Supreme Commander 2 is announced with an unlikely publisher
Thursday, November 13th, 2008Supreme Commander 2, the sequel to … well … Supreme Commander, has been announced, though no release date is yet set. And it’s going to be published by Square Enix, which makes it the company’s first foray outside of the Japanese game development market, and also a large departure from the usual big-haired angsty hero RPG fare.
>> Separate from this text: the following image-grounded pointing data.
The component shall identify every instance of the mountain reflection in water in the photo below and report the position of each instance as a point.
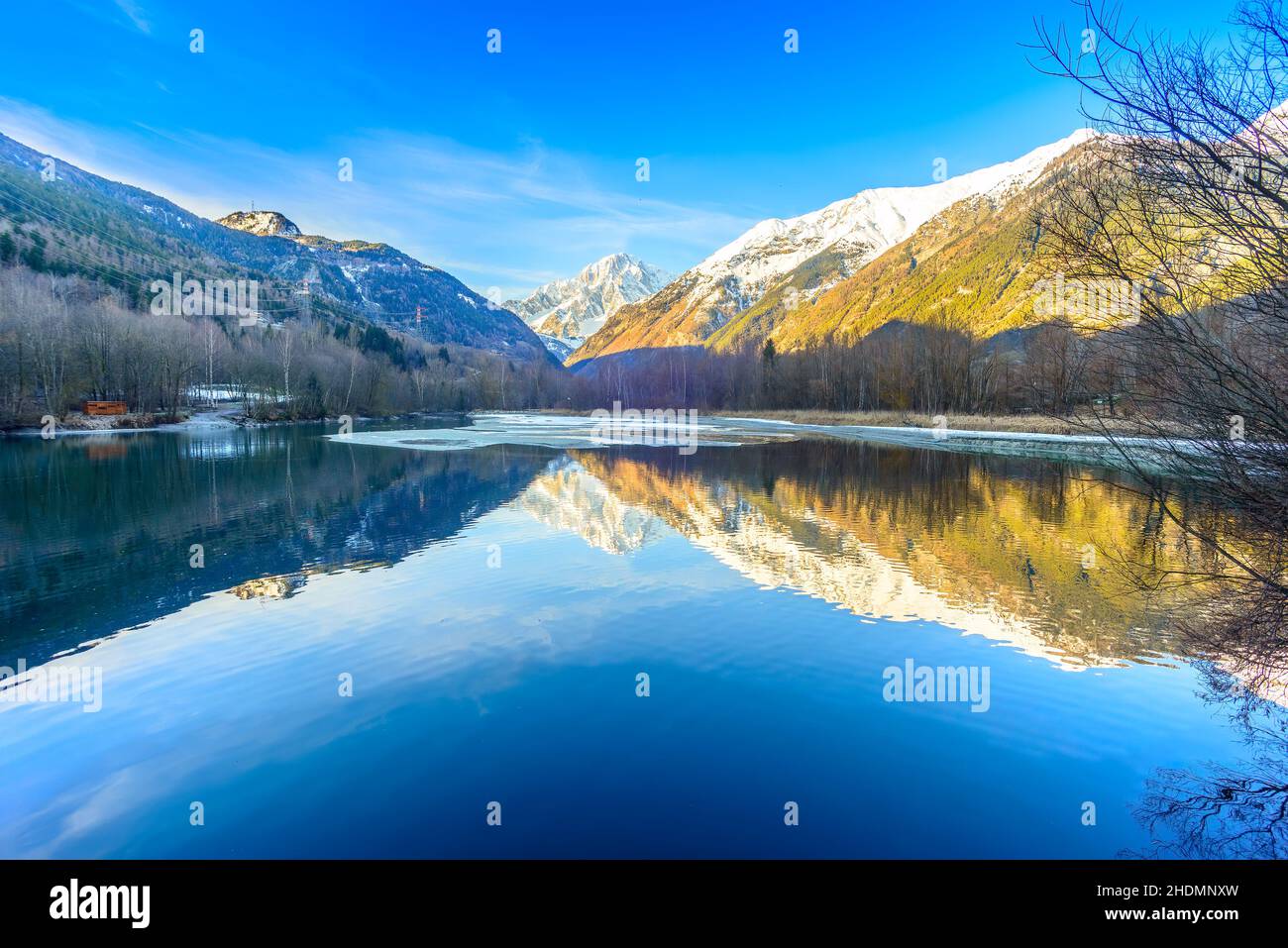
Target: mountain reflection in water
(494, 607)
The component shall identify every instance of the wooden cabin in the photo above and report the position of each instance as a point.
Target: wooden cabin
(104, 407)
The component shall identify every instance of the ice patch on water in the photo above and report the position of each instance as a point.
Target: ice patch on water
(570, 432)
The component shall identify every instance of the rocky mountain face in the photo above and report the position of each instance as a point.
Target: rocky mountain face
(128, 237)
(771, 281)
(566, 312)
(261, 223)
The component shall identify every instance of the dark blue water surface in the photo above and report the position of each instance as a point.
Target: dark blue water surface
(493, 609)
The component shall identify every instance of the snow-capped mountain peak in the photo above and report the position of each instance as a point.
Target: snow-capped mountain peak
(565, 312)
(871, 222)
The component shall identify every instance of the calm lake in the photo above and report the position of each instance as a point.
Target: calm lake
(314, 648)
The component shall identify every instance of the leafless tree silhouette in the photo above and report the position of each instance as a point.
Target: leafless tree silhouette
(1183, 201)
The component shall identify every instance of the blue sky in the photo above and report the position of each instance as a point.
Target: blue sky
(516, 167)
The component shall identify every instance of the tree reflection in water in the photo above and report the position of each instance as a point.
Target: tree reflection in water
(1225, 811)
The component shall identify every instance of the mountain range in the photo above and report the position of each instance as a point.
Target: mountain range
(565, 312)
(958, 249)
(81, 223)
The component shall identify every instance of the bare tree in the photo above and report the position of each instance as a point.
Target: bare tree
(1184, 201)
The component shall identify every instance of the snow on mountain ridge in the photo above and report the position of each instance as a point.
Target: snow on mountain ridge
(871, 222)
(568, 311)
(261, 223)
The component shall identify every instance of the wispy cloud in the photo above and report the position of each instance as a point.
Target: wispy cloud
(509, 220)
(136, 14)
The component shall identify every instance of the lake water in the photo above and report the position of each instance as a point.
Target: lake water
(376, 648)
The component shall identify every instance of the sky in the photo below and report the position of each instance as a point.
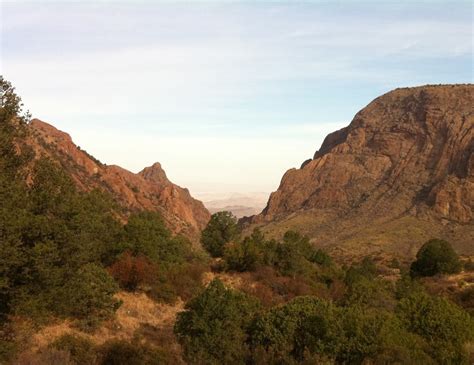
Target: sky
(226, 95)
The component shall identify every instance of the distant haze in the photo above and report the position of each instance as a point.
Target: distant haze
(226, 95)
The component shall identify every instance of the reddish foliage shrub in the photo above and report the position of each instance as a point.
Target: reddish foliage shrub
(132, 271)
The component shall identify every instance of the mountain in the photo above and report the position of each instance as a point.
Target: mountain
(150, 189)
(401, 172)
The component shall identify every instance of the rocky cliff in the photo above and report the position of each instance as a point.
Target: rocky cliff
(408, 154)
(150, 189)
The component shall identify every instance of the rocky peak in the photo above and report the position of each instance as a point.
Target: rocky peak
(150, 189)
(154, 173)
(408, 153)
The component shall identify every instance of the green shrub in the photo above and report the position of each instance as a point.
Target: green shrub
(213, 328)
(90, 295)
(445, 326)
(435, 257)
(221, 229)
(81, 350)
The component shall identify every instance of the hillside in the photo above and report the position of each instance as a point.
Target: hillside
(400, 173)
(150, 189)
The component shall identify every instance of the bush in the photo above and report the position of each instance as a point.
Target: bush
(289, 331)
(146, 235)
(81, 350)
(213, 328)
(131, 271)
(445, 326)
(435, 257)
(90, 295)
(221, 229)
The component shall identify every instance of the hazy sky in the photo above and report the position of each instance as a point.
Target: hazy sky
(226, 95)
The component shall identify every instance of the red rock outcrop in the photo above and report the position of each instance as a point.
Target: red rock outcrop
(410, 153)
(150, 189)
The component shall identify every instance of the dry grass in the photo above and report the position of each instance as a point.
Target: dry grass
(136, 311)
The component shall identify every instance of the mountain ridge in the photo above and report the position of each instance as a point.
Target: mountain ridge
(408, 154)
(149, 189)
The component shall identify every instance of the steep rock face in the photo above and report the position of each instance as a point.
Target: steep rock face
(410, 153)
(150, 189)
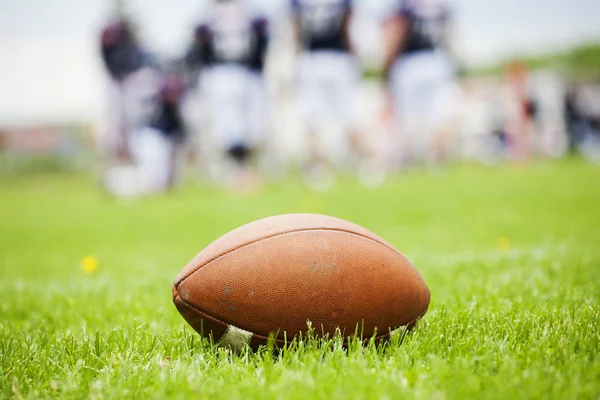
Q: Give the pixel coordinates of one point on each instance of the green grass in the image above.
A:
(511, 255)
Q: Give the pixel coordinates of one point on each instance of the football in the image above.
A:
(272, 276)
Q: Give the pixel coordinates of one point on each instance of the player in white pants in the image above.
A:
(328, 74)
(421, 80)
(229, 51)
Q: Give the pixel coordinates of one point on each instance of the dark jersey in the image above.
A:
(232, 36)
(120, 51)
(323, 23)
(167, 117)
(427, 23)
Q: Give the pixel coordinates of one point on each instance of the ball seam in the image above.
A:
(260, 336)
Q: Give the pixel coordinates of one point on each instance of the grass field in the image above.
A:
(511, 255)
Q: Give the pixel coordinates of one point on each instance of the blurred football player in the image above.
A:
(133, 85)
(328, 74)
(229, 53)
(133, 80)
(421, 77)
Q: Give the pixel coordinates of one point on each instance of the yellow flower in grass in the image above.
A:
(89, 264)
(504, 244)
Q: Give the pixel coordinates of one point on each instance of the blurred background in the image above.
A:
(150, 94)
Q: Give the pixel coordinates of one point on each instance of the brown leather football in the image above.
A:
(273, 275)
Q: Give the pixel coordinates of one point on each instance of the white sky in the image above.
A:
(49, 66)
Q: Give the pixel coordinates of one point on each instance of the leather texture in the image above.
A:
(273, 275)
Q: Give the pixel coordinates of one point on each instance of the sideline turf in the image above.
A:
(512, 257)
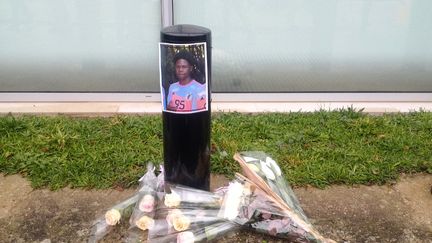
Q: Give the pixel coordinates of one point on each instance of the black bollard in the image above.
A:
(185, 73)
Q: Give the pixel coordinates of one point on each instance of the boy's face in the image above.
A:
(183, 69)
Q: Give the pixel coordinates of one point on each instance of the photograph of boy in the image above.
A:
(186, 94)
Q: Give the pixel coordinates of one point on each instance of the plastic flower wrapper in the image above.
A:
(253, 208)
(176, 220)
(183, 208)
(262, 169)
(103, 225)
(123, 210)
(206, 233)
(142, 215)
(187, 197)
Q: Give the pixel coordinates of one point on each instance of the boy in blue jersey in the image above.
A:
(187, 94)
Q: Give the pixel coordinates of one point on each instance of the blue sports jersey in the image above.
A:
(189, 97)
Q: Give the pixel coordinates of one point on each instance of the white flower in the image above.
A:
(172, 200)
(185, 237)
(181, 223)
(112, 217)
(272, 164)
(253, 168)
(173, 214)
(232, 201)
(147, 203)
(248, 159)
(267, 171)
(145, 223)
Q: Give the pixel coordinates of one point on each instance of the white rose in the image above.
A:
(112, 217)
(173, 214)
(181, 223)
(147, 203)
(145, 223)
(253, 167)
(172, 200)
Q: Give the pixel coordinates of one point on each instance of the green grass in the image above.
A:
(319, 149)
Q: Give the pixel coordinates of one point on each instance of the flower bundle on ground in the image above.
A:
(259, 200)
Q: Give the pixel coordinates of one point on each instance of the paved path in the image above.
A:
(392, 213)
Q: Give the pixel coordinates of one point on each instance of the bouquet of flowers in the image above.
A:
(266, 173)
(264, 202)
(142, 218)
(121, 211)
(186, 214)
(249, 206)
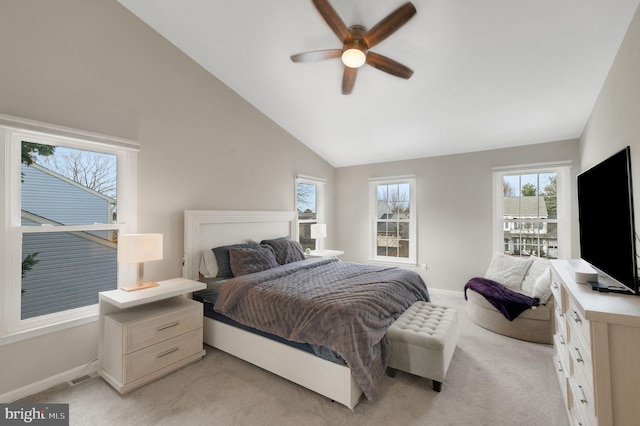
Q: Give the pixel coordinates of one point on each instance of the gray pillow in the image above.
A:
(249, 260)
(286, 251)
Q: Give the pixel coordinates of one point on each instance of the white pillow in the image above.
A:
(542, 287)
(208, 264)
(536, 269)
(508, 270)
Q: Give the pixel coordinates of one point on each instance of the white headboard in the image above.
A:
(206, 229)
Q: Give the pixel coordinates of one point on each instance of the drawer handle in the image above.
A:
(575, 316)
(167, 352)
(583, 397)
(578, 354)
(164, 327)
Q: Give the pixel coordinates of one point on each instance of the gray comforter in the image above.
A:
(344, 306)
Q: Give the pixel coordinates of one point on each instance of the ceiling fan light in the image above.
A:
(353, 57)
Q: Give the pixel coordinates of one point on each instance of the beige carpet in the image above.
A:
(492, 380)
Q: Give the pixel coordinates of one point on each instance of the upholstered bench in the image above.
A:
(423, 340)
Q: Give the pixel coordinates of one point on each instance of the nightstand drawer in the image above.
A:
(153, 330)
(146, 361)
(149, 324)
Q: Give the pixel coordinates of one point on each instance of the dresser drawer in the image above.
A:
(583, 404)
(556, 290)
(563, 379)
(148, 360)
(579, 326)
(562, 351)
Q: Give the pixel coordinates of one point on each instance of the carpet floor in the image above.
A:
(492, 380)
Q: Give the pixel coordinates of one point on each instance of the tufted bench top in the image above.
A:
(424, 324)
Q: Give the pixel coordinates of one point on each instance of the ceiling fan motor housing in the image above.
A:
(354, 52)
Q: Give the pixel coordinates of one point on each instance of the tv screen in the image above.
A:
(607, 230)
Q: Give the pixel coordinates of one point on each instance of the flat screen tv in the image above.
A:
(607, 229)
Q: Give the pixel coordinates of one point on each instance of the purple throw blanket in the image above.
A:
(344, 306)
(507, 301)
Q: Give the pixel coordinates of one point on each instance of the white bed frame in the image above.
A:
(206, 229)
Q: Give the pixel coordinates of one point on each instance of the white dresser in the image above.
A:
(597, 351)
(149, 333)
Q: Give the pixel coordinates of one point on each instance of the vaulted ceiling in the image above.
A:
(487, 74)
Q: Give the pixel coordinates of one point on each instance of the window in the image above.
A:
(393, 220)
(310, 206)
(66, 196)
(531, 211)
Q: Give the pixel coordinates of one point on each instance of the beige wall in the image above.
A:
(454, 196)
(614, 121)
(92, 65)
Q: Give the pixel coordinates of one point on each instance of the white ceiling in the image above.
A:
(487, 74)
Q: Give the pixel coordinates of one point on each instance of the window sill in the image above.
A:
(47, 329)
(399, 263)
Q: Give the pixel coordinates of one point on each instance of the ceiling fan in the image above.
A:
(356, 42)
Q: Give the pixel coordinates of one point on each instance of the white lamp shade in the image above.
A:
(318, 230)
(139, 248)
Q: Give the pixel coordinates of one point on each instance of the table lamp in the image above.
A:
(139, 248)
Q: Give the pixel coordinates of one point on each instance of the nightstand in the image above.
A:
(147, 334)
(325, 253)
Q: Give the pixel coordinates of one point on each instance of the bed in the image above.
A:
(329, 375)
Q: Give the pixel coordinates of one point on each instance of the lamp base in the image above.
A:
(141, 286)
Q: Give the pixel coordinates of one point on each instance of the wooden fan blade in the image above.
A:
(333, 20)
(316, 55)
(388, 65)
(348, 80)
(389, 25)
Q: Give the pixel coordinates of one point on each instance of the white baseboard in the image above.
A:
(49, 382)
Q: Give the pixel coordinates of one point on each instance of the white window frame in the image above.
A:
(13, 131)
(413, 214)
(563, 172)
(319, 183)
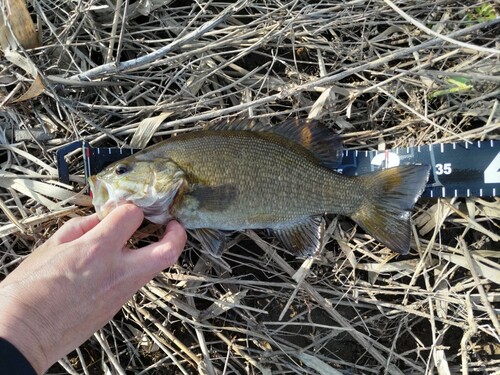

For those of you who may not be aware, Supreme Commander was the spiritual successor (designed by the same guy, Chris Taylor) to the late-90s real-time strategy masterpiece Total Annihilation. Supreme Commander ultimately wasn’t quite as legendary as its predecessor, but it was quite good, and Grokmoo and I spent many months playing it. We even ran a dedicated community blog. Here’s hoping that the sequel surpasses it. My main problem with Supreme Commander was that the endgame wasn’t particularly good, with potentially hours worth of build-up to a resolution that typically lasted a minute at most. The exponential ramp-up of economic structures, which allowed one to construct huge armies entirely independently of any strategic need to control resources on the map, led to massive, massive turtling, which felt more like SimCity with a disaster thrown in at the end than the strategic give-and-take, feint-and-assault one typically expects from an RTS.
I think Chris Taylor is aware of the criticisms of Supreme Commander and should be able to use the lessons learned from it to great effect with the sequel. Supreme Commander was revolutionary, but uneven around the edges. All Supreme Commander 2 has to do to be a masterpiece is to be evolutionary. And Chris: Please don’t make the same mistake of having such ridiculously high system requirements as Supreme Commander. As a college student at the time, I was definitely in your target market, but the only way I was able to play the game was to build a computer good enough to run it — and the only reason I could afford that was because of my scholarship. Look at the success of World of Warcraft, which succeeds partially because it prioritizes running on moderate hardware over absolute cutting-edge visuals, and ask yourself if that really was such a bad idea.